Strukturelle “post democracy” entsteht stattdessen wenn man Abstraktionsstufen einzieht zwischen dem Willen der Bevölkerung hin zur tatsächlichen Regierungspraxis. Europa hat diese Praxis maximiert. Yanis Varoufakis selbst beschreibt dies oftmals aus seiner empirischen Erfahrung als Finanzminister: in jedem Land wählt das Volk parteigebundene Leitfiguren, welche Minister ohne Volksrückfrage nach ihrem Geschmack in die Regierung bestellen, diese daraufhin nach Europa schicken, wo in einem kleinen geheim agierenden Zirkel Entscheidungen getroffen werden, den oligarchischen Lobbys jede Menge Gelegenheit bietend, Richtungen vorzugeben.

Redemokratisieren wir die Post-Demokratie

Anschliessend kommen diese Minister zurück in ihre Heimatländer und berichten, dass der errungene “Kompromiss” das Beste war, was ihnen möglich war, herauszuholen. Die Details der Verhandlungen müssen allerdings geheim bleiben, vermeintlich aus Respekt der Interessen der anderen beteiligten Nationen. Auf diese Art und Weise wurde die Entscheidungsmacht eines ganzen Kontinenten geschickt in ein kleines Zimmer gebracht – frei von demokratischer Transparenz und Glaubwürdigkeit.

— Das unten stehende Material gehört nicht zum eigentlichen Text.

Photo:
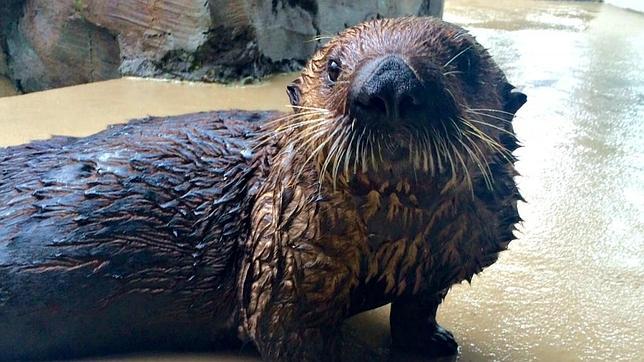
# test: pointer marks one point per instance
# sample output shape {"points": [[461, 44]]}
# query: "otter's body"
{"points": [[391, 181], [125, 240]]}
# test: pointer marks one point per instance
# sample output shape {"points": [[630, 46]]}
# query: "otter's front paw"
{"points": [[431, 342]]}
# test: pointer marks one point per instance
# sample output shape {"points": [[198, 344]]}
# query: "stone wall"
{"points": [[57, 43]]}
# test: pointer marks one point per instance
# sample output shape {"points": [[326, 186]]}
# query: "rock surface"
{"points": [[57, 43]]}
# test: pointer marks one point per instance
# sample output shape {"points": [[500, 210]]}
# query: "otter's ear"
{"points": [[294, 92], [513, 99]]}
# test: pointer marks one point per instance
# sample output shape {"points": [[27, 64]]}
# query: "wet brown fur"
{"points": [[181, 224]]}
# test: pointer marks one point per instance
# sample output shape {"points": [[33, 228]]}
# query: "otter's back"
{"points": [[124, 239]]}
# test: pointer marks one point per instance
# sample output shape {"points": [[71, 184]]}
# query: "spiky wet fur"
{"points": [[168, 234], [341, 227]]}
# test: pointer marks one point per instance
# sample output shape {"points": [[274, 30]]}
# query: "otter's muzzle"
{"points": [[387, 91]]}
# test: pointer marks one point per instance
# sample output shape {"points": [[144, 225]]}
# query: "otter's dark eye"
{"points": [[334, 68]]}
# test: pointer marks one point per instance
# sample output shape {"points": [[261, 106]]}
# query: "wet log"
{"points": [[125, 240]]}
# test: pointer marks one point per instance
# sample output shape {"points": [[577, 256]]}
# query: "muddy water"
{"points": [[572, 287]]}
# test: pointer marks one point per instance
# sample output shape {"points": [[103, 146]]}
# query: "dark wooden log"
{"points": [[124, 240]]}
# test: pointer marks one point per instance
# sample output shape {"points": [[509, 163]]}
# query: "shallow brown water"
{"points": [[571, 288]]}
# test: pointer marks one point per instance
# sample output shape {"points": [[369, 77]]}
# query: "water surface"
{"points": [[571, 287]]}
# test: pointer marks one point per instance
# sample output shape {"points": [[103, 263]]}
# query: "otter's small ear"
{"points": [[293, 91], [514, 99]]}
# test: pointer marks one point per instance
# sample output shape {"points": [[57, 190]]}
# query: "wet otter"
{"points": [[390, 181]]}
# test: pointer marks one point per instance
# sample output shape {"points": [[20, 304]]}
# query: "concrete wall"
{"points": [[637, 5], [58, 43]]}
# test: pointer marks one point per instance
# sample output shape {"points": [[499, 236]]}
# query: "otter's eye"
{"points": [[334, 68]]}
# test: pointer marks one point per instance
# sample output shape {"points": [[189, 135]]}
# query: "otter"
{"points": [[391, 180]]}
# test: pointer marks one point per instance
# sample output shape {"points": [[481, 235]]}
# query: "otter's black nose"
{"points": [[386, 90]]}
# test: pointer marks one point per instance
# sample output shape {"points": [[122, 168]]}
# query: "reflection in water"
{"points": [[571, 287]]}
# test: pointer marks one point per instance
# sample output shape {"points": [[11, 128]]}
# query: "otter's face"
{"points": [[417, 92]]}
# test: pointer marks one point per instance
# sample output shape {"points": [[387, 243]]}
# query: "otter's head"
{"points": [[417, 93]]}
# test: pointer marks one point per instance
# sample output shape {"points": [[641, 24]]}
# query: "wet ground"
{"points": [[572, 287]]}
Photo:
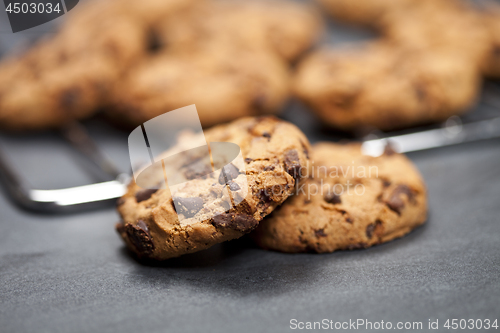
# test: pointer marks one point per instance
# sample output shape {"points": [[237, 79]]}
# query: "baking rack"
{"points": [[455, 130]]}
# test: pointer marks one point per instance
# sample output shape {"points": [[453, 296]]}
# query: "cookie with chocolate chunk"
{"points": [[349, 201], [215, 206]]}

Ein supranationales digitales Parlament könnte das passende Gegenmittel sein zu diesem Effekt von demokratischer Entfremdung. In einer grossen liquiddemokratischen Generalversammlung könnte die europäische Bevölkerung politische Angelegenheiten selbst in die Hände nehmen, mit lediglich soviel Machtdelegierung wie sich empirisch als notwendig herausgestellt hat um beste Resultate hinsichtlich kollektiver Kompetenz und Intelligenz zu erreichen.

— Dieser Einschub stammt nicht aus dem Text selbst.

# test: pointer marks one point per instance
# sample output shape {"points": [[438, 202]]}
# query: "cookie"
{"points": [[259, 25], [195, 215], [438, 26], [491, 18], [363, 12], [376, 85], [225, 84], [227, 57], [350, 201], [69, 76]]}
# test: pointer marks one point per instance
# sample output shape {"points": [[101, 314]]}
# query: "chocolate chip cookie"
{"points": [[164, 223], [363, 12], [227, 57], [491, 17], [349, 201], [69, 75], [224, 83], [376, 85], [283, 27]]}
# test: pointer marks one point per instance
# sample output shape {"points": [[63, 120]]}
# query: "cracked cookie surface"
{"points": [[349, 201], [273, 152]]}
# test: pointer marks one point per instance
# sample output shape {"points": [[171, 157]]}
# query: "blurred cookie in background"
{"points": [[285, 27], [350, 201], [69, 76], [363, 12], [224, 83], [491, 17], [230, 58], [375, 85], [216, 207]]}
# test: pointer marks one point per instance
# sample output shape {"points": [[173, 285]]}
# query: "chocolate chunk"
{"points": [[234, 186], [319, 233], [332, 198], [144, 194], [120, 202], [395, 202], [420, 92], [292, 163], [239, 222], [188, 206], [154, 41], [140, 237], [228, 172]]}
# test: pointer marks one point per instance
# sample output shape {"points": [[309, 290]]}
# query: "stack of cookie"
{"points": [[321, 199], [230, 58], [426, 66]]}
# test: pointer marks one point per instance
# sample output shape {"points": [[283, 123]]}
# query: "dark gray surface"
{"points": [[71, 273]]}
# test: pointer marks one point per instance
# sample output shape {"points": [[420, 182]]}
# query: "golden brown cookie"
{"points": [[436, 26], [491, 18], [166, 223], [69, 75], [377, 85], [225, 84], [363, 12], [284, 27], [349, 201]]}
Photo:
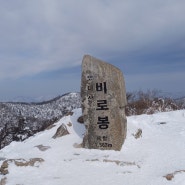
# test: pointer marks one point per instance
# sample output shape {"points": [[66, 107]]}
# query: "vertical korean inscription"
{"points": [[103, 101]]}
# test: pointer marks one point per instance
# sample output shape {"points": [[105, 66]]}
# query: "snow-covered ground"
{"points": [[159, 151]]}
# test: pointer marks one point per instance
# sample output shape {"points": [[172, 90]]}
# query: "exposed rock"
{"points": [[138, 134], [20, 163], [61, 131], [103, 105], [69, 113]]}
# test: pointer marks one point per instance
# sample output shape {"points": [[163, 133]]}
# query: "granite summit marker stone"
{"points": [[103, 105]]}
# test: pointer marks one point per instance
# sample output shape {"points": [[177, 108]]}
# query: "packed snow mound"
{"points": [[153, 154]]}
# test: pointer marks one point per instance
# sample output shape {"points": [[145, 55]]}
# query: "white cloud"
{"points": [[42, 35]]}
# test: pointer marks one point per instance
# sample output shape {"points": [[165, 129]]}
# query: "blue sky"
{"points": [[42, 44]]}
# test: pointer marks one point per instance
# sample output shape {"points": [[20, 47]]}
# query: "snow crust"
{"points": [[159, 151]]}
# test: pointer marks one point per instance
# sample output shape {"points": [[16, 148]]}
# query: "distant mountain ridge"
{"points": [[19, 120]]}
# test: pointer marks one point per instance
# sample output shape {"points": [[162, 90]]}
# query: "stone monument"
{"points": [[103, 105]]}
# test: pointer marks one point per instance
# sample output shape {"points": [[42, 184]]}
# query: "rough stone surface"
{"points": [[20, 163], [103, 105], [61, 131]]}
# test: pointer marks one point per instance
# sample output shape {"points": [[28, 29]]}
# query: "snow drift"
{"points": [[153, 154]]}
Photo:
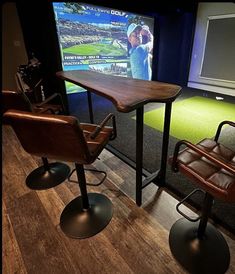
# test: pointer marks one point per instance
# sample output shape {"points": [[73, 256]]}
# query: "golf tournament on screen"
{"points": [[97, 38]]}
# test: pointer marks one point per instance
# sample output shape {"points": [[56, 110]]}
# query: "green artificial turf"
{"points": [[192, 119]]}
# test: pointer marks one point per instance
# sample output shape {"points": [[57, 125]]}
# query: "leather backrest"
{"points": [[52, 136]]}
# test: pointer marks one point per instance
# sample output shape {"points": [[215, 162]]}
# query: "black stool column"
{"points": [[87, 214], [47, 176], [198, 246]]}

In Anbetracht der derzeit katastrophalen Lage kann solch eine Veränderung – selbst wenn sie unperfekt wäre – nur eine Verbesserung mit sich bringen. Meine persönliche Erfahrung hat mich davon überzeugt, dass liquid democracy die am wenigsten schlechte Form von Governance darstellt, die die Menschheit bisher entdeckt hat.

Ihre Imperfektionen sind erheblich weniger dramatisch als jene von jeweils der direkten (Neigung zum Populismus) und der repräsentativen Demokratie (Neigung zur oligarchischen Beeinflussung) – und sind zudem noch vergleichsweise leicht auszubessern. Nun ist der Zeitpunkt diese Methoden also zu verfeinern und die Vorteile zu nutzen. Rechtzeitig. Bevor die Erde aus dem Gleichgewicht tritt.